Thanks for chiming in!

Yeah, I hear the argument against spin-loops in general and it's a solid one AFAICS. It's definitely not a thing that "has to" be included in an initial atomics pitch so seems like it'd be fine to skip those here until we have proven they'd really help. If we ever end up in a design / use case that'd want to use one, I'm happy to be then proven wrong and do something better :slight_smile:

For reference: My "oh nice!" reaction on PAUSE was based on that pause was recently exposed in the JVM to much rejoice of people implementing queues and messaging systems ( https://openjdk.java.net/jeps/285 ) – however that proposal and use case very Intel centric when one thinks about it.

I'd be (personally) happy to not have pause exposed in this initial pitch, and revisit it with proper discussion and use cases when the time comes.

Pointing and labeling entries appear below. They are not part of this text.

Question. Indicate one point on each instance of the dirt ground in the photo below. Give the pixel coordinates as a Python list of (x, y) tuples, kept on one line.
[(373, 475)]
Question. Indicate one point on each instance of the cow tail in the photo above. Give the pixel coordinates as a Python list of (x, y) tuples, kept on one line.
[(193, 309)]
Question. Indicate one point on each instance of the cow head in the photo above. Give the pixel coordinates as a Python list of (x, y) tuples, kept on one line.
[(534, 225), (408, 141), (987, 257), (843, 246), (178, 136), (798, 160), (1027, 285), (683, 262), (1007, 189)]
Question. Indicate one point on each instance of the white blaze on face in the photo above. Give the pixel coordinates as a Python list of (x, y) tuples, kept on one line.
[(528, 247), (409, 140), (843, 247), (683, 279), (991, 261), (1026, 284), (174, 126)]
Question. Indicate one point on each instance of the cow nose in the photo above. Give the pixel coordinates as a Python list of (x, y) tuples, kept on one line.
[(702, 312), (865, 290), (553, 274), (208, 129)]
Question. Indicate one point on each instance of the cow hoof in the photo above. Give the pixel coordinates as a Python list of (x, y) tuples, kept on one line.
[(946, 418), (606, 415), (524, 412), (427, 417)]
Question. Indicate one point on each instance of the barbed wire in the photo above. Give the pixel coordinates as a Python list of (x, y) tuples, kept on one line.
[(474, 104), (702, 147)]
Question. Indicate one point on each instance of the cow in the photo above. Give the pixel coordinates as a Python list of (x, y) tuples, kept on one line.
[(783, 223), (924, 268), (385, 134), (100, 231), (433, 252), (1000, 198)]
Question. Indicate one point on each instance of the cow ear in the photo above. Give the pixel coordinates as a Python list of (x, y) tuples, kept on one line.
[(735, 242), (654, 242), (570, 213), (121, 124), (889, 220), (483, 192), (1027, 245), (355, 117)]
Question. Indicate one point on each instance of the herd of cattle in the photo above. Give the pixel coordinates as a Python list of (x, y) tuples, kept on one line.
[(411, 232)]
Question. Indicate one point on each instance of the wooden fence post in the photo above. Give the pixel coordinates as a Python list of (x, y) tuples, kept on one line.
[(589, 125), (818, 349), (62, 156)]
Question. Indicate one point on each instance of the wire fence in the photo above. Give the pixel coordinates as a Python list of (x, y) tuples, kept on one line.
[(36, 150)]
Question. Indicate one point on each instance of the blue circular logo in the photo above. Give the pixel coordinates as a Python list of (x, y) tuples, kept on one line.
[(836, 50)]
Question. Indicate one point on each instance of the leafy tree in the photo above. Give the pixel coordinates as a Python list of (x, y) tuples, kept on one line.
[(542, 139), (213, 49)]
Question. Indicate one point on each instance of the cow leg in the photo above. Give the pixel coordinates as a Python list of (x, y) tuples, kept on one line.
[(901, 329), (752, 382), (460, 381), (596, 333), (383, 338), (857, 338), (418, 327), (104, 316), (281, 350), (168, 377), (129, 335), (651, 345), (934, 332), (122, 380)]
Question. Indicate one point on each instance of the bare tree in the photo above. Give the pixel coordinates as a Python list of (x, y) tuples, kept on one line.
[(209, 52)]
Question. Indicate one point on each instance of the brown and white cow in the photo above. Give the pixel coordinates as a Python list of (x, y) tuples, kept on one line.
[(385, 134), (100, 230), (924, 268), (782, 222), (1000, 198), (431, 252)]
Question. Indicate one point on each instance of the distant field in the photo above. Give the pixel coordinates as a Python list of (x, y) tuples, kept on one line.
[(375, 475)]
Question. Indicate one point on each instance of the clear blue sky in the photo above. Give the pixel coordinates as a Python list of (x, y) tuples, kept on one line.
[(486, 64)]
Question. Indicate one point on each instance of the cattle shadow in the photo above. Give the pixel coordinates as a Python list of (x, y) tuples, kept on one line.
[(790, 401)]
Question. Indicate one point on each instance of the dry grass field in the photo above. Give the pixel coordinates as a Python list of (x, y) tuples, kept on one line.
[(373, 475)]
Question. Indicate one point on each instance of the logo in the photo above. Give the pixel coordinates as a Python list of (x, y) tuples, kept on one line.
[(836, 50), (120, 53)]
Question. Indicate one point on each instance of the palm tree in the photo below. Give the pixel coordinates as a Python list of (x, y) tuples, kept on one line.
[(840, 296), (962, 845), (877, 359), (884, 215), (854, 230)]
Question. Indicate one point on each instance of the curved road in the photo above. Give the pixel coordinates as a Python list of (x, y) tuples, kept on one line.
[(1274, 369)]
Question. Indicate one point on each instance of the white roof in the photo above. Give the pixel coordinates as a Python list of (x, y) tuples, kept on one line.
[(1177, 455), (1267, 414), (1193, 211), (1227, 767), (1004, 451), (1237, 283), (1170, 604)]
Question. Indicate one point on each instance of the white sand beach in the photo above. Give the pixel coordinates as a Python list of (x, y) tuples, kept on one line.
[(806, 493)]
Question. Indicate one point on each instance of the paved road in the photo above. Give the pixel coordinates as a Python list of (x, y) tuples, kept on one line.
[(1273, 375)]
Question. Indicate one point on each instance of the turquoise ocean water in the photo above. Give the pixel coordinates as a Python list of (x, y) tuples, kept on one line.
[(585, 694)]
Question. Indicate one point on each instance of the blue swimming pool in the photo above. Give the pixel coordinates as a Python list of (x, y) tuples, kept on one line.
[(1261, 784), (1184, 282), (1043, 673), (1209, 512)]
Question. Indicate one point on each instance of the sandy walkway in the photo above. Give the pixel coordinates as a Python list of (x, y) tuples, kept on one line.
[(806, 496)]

Very glad the argument resonates, and thanks for reconsidering the suggestion :+1: Predictability / readability are indeed paramount in those APIs :slight_smile:

I agree with @Pierre_Habouzit on PAUSE. Whether there is a more useful alternative available is heavily platform dependent. As @lorentey mentioned, ARM has WFE/SEV, where the thread at least gets paused until an event is signaled. On x86 there is MONITOR/MWAIT, that waits for a change on a specific memory location, but that is unfortunately only available at privilege level 0, so of no use here. Intel recently added UMONITOR/UMWAIT, but AFAIK that is only available on some Atom processors at the moment. With Excavator, AMD added MONITORX/MWAITX, which seems to be pretty much equivalent to UMONITOR/UMWAIT. Both take a timeout and wake up either when the watch triggered, or the timeout was exceeded.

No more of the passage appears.